O Benfica é o inimigo externo por excelência. A simples referência ao Glorioso provoca nos sportinguistas reacções químicas automáticas e involuntárias que, de uma assentada, permitem atenuar a vergonha pela derrota (dentro e fora do campo) e reforçar o orgulho, muito menos por amor a si, mas apenas por ódio ao rival. Bruno de Carvalho apropria-se desse sentimento (próprio do futebol) e utiliza-o estrategicamente. No fundo, trata-se de propagar um conjunto insistente de mentiras e ameaças, conduzindo o estado de espírito do ouvinte para aquilo que se pretende. Resumindo: é o efeito do populismo – camuflado em defesa do Sporting e ataque ao Benfica – que amolece as consciências e sempre causa danos.
Jamais apoiaria textos tão mal escritos ou a resposta aos mesmos alguém com responsabilidades no Benfica – porém, sou apenas um adepto; permito-me, por isso, perder algum do meu tempo para refutar algo daquilo que Bruno de Carvalho referiu, sobre o meu clube, no seu discurso:
1. O Benfica não fica em Carnide. Conhecesse as origens deste clube e Bruno de Carvalho saberia que o Benfica já teve várias moradas; este clube é do povo e, como tal, dos quatro cantos do mundo.
2. O Benfica contratou o Franco Cervi; o presidente do Rosário Central já esclareceu a nega dada ao Sporting, na sequência das negociações com “um grupo de investidores de um país a que não estamos habituados”. Bruno de Carvalho esqueceu-se de esclarecer (tal como se esqueceram de lhe perguntar) a que país se referia o dirigente argentino – mais valem 4,8 limpos do que seis sujos; Mitroglou não veio porque o Sporting não o quis e preferiu o Teo; vê-se logo que aquele draft, colocado ontem em circulação pública, foi feito por um miúdo qualquer. Para já, Adrien lidera a lista com dois golos de penálti.

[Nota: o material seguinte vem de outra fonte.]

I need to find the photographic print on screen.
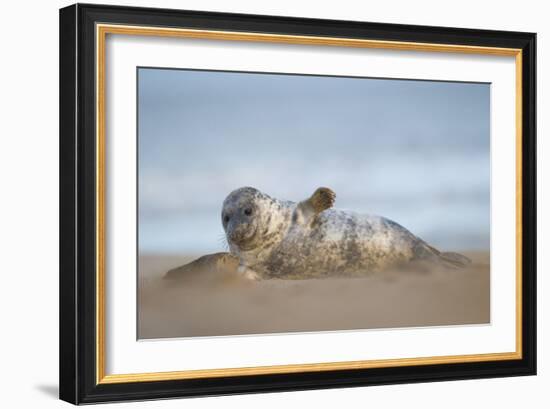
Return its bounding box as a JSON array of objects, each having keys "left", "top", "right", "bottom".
[{"left": 137, "top": 67, "right": 491, "bottom": 339}]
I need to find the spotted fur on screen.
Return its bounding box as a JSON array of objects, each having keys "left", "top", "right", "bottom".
[{"left": 222, "top": 187, "right": 469, "bottom": 279}]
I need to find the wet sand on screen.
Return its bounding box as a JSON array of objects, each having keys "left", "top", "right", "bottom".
[{"left": 138, "top": 252, "right": 490, "bottom": 339}]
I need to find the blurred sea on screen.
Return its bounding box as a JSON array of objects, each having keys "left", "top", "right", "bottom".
[{"left": 138, "top": 69, "right": 490, "bottom": 254}]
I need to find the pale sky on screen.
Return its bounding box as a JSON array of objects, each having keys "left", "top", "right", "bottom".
[{"left": 138, "top": 68, "right": 490, "bottom": 254}]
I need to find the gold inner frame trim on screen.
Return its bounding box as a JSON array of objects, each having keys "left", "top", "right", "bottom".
[{"left": 96, "top": 24, "right": 523, "bottom": 384}]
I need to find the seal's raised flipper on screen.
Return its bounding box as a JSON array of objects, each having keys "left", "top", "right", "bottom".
[{"left": 295, "top": 187, "right": 336, "bottom": 225}]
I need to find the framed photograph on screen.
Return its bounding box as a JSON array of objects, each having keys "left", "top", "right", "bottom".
[{"left": 60, "top": 5, "right": 536, "bottom": 404}]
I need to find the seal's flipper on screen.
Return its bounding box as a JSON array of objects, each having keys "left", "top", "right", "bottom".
[
  {"left": 307, "top": 187, "right": 336, "bottom": 213},
  {"left": 295, "top": 187, "right": 336, "bottom": 225}
]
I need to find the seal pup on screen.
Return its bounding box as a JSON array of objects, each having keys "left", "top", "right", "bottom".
[{"left": 221, "top": 187, "right": 470, "bottom": 279}]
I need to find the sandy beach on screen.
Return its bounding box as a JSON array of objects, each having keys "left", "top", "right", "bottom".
[{"left": 138, "top": 252, "right": 490, "bottom": 339}]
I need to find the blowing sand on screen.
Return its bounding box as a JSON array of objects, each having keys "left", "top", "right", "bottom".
[{"left": 138, "top": 252, "right": 490, "bottom": 339}]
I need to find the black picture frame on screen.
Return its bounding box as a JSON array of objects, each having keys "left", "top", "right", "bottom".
[{"left": 59, "top": 4, "right": 536, "bottom": 404}]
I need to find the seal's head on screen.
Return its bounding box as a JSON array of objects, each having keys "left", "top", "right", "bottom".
[{"left": 222, "top": 187, "right": 269, "bottom": 251}]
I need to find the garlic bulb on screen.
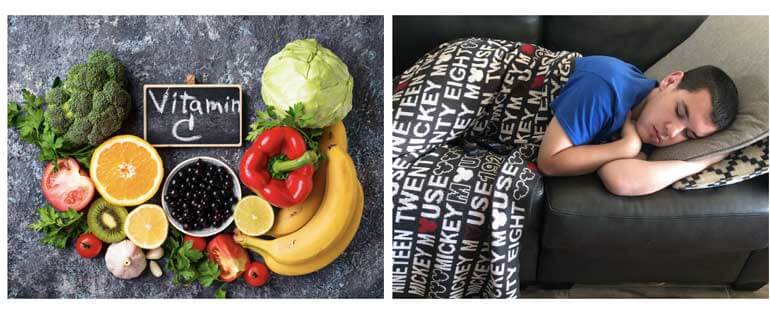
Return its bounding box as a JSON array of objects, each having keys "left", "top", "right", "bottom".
[{"left": 104, "top": 240, "right": 147, "bottom": 279}]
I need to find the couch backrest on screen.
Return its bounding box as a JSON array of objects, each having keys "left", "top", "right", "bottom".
[{"left": 393, "top": 16, "right": 706, "bottom": 75}]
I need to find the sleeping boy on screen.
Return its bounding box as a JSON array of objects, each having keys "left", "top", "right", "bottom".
[{"left": 537, "top": 56, "right": 738, "bottom": 195}]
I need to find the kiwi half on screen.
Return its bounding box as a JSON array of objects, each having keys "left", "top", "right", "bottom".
[{"left": 88, "top": 197, "right": 128, "bottom": 243}]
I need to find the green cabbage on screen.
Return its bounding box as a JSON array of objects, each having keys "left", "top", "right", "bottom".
[{"left": 262, "top": 39, "right": 353, "bottom": 128}]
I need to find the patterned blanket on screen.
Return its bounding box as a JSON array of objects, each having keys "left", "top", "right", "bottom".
[{"left": 392, "top": 38, "right": 580, "bottom": 298}]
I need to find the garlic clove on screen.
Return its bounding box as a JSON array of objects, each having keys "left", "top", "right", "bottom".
[
  {"left": 146, "top": 247, "right": 163, "bottom": 260},
  {"left": 150, "top": 261, "right": 163, "bottom": 278},
  {"left": 104, "top": 240, "right": 147, "bottom": 279}
]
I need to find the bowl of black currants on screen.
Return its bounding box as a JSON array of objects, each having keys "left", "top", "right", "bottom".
[{"left": 161, "top": 156, "right": 241, "bottom": 237}]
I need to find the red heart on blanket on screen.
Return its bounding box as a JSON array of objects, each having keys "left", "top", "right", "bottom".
[
  {"left": 417, "top": 217, "right": 436, "bottom": 233},
  {"left": 529, "top": 75, "right": 545, "bottom": 89},
  {"left": 393, "top": 82, "right": 409, "bottom": 93},
  {"left": 519, "top": 44, "right": 535, "bottom": 56}
]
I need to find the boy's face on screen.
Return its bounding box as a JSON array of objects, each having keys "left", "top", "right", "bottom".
[{"left": 635, "top": 71, "right": 717, "bottom": 147}]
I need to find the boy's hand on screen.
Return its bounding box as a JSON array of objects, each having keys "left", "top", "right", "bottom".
[{"left": 621, "top": 113, "right": 642, "bottom": 158}]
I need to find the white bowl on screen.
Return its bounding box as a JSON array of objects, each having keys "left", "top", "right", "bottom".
[{"left": 160, "top": 156, "right": 241, "bottom": 238}]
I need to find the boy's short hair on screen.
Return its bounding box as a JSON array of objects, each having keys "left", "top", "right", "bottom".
[{"left": 678, "top": 65, "right": 738, "bottom": 130}]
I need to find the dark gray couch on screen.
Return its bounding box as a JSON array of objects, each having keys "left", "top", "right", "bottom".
[{"left": 393, "top": 16, "right": 768, "bottom": 290}]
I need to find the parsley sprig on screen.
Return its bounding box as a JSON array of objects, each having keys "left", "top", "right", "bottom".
[
  {"left": 29, "top": 204, "right": 88, "bottom": 249},
  {"left": 246, "top": 102, "right": 323, "bottom": 150},
  {"left": 8, "top": 87, "right": 94, "bottom": 168},
  {"left": 164, "top": 229, "right": 219, "bottom": 287}
]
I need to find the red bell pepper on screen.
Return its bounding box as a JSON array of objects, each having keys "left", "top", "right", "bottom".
[{"left": 240, "top": 126, "right": 318, "bottom": 208}]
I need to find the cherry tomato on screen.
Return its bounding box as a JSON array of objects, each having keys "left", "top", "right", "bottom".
[
  {"left": 42, "top": 158, "right": 94, "bottom": 211},
  {"left": 243, "top": 261, "right": 270, "bottom": 287},
  {"left": 182, "top": 235, "right": 206, "bottom": 252},
  {"left": 75, "top": 232, "right": 102, "bottom": 258},
  {"left": 206, "top": 233, "right": 250, "bottom": 282}
]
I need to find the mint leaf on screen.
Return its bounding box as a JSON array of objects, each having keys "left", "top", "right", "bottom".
[{"left": 214, "top": 283, "right": 227, "bottom": 299}]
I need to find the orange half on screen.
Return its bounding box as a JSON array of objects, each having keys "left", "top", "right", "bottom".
[{"left": 90, "top": 135, "right": 163, "bottom": 206}]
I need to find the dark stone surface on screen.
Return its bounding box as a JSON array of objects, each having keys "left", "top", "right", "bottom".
[{"left": 8, "top": 16, "right": 383, "bottom": 298}]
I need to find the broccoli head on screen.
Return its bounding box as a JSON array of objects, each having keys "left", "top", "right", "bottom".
[{"left": 45, "top": 50, "right": 131, "bottom": 147}]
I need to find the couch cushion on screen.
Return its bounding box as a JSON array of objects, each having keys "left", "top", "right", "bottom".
[
  {"left": 671, "top": 138, "right": 768, "bottom": 190},
  {"left": 541, "top": 174, "right": 768, "bottom": 252},
  {"left": 645, "top": 16, "right": 768, "bottom": 160}
]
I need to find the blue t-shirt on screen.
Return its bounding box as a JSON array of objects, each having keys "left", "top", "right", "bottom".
[{"left": 551, "top": 56, "right": 658, "bottom": 145}]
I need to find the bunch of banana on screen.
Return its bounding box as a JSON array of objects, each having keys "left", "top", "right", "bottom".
[{"left": 234, "top": 124, "right": 364, "bottom": 276}]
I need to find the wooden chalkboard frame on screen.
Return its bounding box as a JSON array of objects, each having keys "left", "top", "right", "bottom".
[{"left": 142, "top": 84, "right": 243, "bottom": 147}]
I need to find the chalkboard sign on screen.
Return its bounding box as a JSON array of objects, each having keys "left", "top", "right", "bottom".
[{"left": 144, "top": 84, "right": 243, "bottom": 147}]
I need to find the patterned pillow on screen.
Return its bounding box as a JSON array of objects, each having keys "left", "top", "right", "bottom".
[{"left": 672, "top": 138, "right": 768, "bottom": 190}]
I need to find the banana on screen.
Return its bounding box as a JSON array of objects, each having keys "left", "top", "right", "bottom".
[
  {"left": 236, "top": 146, "right": 358, "bottom": 265},
  {"left": 235, "top": 183, "right": 364, "bottom": 276},
  {"left": 267, "top": 121, "right": 348, "bottom": 238}
]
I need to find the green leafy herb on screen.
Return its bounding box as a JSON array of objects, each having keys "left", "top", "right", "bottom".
[
  {"left": 29, "top": 204, "right": 88, "bottom": 249},
  {"left": 246, "top": 102, "right": 323, "bottom": 150},
  {"left": 214, "top": 283, "right": 227, "bottom": 299},
  {"left": 164, "top": 230, "right": 219, "bottom": 287},
  {"left": 8, "top": 88, "right": 94, "bottom": 168}
]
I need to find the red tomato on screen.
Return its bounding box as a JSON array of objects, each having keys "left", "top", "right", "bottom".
[
  {"left": 75, "top": 232, "right": 102, "bottom": 258},
  {"left": 182, "top": 235, "right": 206, "bottom": 252},
  {"left": 206, "top": 233, "right": 249, "bottom": 282},
  {"left": 43, "top": 158, "right": 94, "bottom": 211},
  {"left": 243, "top": 261, "right": 270, "bottom": 287}
]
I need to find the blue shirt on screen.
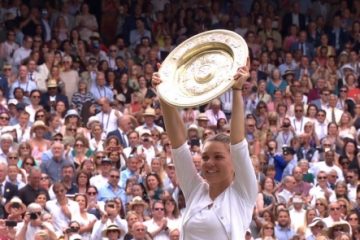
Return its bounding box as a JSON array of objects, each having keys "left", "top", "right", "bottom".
[
  {"left": 275, "top": 224, "right": 295, "bottom": 240},
  {"left": 98, "top": 183, "right": 126, "bottom": 205}
]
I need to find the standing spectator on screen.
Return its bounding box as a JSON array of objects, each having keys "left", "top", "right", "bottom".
[
  {"left": 275, "top": 209, "right": 295, "bottom": 240},
  {"left": 10, "top": 65, "right": 37, "bottom": 98},
  {"left": 96, "top": 97, "right": 123, "bottom": 134},
  {"left": 98, "top": 168, "right": 126, "bottom": 204},
  {"left": 60, "top": 56, "right": 80, "bottom": 102},
  {"left": 46, "top": 182, "right": 80, "bottom": 232},
  {"left": 40, "top": 142, "right": 73, "bottom": 182},
  {"left": 144, "top": 201, "right": 170, "bottom": 240},
  {"left": 75, "top": 3, "right": 98, "bottom": 41},
  {"left": 12, "top": 36, "right": 33, "bottom": 68},
  {"left": 19, "top": 167, "right": 49, "bottom": 205}
]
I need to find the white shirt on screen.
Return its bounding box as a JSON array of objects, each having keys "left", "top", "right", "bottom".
[
  {"left": 91, "top": 216, "right": 128, "bottom": 240},
  {"left": 290, "top": 117, "right": 311, "bottom": 135},
  {"left": 310, "top": 161, "right": 344, "bottom": 181},
  {"left": 15, "top": 124, "right": 31, "bottom": 143},
  {"left": 96, "top": 109, "right": 123, "bottom": 134},
  {"left": 90, "top": 174, "right": 109, "bottom": 189},
  {"left": 13, "top": 47, "right": 31, "bottom": 67},
  {"left": 46, "top": 199, "right": 80, "bottom": 231},
  {"left": 144, "top": 218, "right": 170, "bottom": 240},
  {"left": 315, "top": 121, "right": 328, "bottom": 140},
  {"left": 172, "top": 140, "right": 258, "bottom": 240}
]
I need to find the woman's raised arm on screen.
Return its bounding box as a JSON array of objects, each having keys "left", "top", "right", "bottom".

3. O Sporting tem muitos adeptos. O Benfica também. A dúvida é saber se 4,5 milhões cabem nas ruas deste mundo – em Portugal, Paris, Genebra, Luxemburgo, Newark, Luanda, Praia, Bissau, Maputo, S. Tomé, Dili e muitas outras (com maior ou menor dimensão) –, que se enchem por completo sempre que o Benfica se sagra campeão; a contabilidade é difícil de se fazer: uns preferem ficar em casa e outros vivem na Namíbia. No caso do Sporting, não tem havido muitas ruas para contar – mas aposto que, quando chegar a altura, será fácil confirmar os 3,5 milhões: do Marquês de Pombal à Baixa de Malabo.